The Irish band U2 has claimed that it still hasn't found what it's looking for for almost four decades now (lavish alliteration intended...haha!!). Although I doubt the truth of this claim--U2 has certainly found its place in rock-n-roll history, found its voice in the fight against poverty and bigotry, and found its poetic soul in such iconic songs as "One," "Pride," and "Where the Streets Have No Name"--I can certainly empathize with the underlying sentiment. Ambition, unrealistic expectations, perfectionism, compulsive "comparisonism" (i.e., continually comparing oneself to others), and other unfortunate narcissistic-type notions can conspire to leave us feeling unfulfilled, even when, in reality, we have much to satisfy us. I certainly fell into this trap for many years. My particular "ailment," as it were, was a toxic combination of obsessive ambition and perfectionism driven by an unhealthy desire to please those around me (e.g., parents, teachers, extended family, friends, etc.). As my desire to do more and to do it perfectly grew over the years, and as I simultaneously realized that my finitude and countless imperfections precluded me from ever finding these holy grails, I became woefully (and by this I mean utterly, positively, and without-a-doubt woefully) dissatisfied with my life.

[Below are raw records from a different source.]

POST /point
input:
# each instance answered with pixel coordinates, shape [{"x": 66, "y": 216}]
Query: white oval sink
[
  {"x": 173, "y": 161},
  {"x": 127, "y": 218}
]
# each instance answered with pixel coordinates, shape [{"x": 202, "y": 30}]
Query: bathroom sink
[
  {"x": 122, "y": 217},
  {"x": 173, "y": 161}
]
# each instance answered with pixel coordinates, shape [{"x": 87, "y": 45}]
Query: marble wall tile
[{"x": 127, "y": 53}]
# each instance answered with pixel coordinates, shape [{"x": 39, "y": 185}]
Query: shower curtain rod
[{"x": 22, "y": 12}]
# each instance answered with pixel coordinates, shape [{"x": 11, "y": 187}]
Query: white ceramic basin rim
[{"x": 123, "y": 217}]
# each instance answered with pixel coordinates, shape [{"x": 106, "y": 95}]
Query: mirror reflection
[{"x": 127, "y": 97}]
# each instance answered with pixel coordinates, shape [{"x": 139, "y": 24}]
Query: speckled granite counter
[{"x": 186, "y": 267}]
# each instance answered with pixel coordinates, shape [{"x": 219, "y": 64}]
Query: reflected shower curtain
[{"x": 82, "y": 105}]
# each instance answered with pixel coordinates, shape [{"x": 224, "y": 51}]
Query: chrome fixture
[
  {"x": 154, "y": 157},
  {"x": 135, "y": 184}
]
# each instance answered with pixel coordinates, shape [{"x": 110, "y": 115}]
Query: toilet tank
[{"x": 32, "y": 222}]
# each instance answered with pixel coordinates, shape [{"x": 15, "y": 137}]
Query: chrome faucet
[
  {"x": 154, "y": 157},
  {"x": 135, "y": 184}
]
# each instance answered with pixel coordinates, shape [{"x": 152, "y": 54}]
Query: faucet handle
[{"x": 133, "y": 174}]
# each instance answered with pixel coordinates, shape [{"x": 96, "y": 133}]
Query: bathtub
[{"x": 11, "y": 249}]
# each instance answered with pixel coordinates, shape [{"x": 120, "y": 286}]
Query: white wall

Of course, I kept these emotions hidden and continued to parade the facade of contentment and confidence. But inside I was reeling...always hoping for my "big break"--that moment when I would finally reach my winsome goals, reach them in perfect fashion, and make everyone happy along the way.
Naturally, that day never came. But what did come was much better. As I laid in the emergency room of the University of Utah Medical Center in Salt Lake City, UT, and awaited the report from my attending physician, I expected to hear what I had heard many times before when I experienced the symptoms that drove me to the emergency room that morning. I fully expected the doctor to swagger through the exam-room door with that same smile that I had seen on a half dozen other occasions and say something like, "All your tests came back fine, Mr. Tinsley. You are the paragon of health." But this time, the corners of his mouth were downturned and his affect much more sullen. When he told me of my condition (in great, excruciating detail, I might add), I knew my life had reached a decisive turning point. Things would never again be the same for me or my family. He explained that although my aortic-root aneurism was not of the size necessitating immediate surgery, I would need to be under the care of a cardiologist for (most likely) the remainder of my life. He also noted that the size of my aneurism could begin causing aortic-valve insufficiency in the days ahead, and so I needed to follow up with a cardiologist immediately upon return to Virginia. Let me tell you...that plane ride from Salt Lake City to Baltimore (via Houston) was the longest one I have ever taken...as well as the loneliest and most tearful.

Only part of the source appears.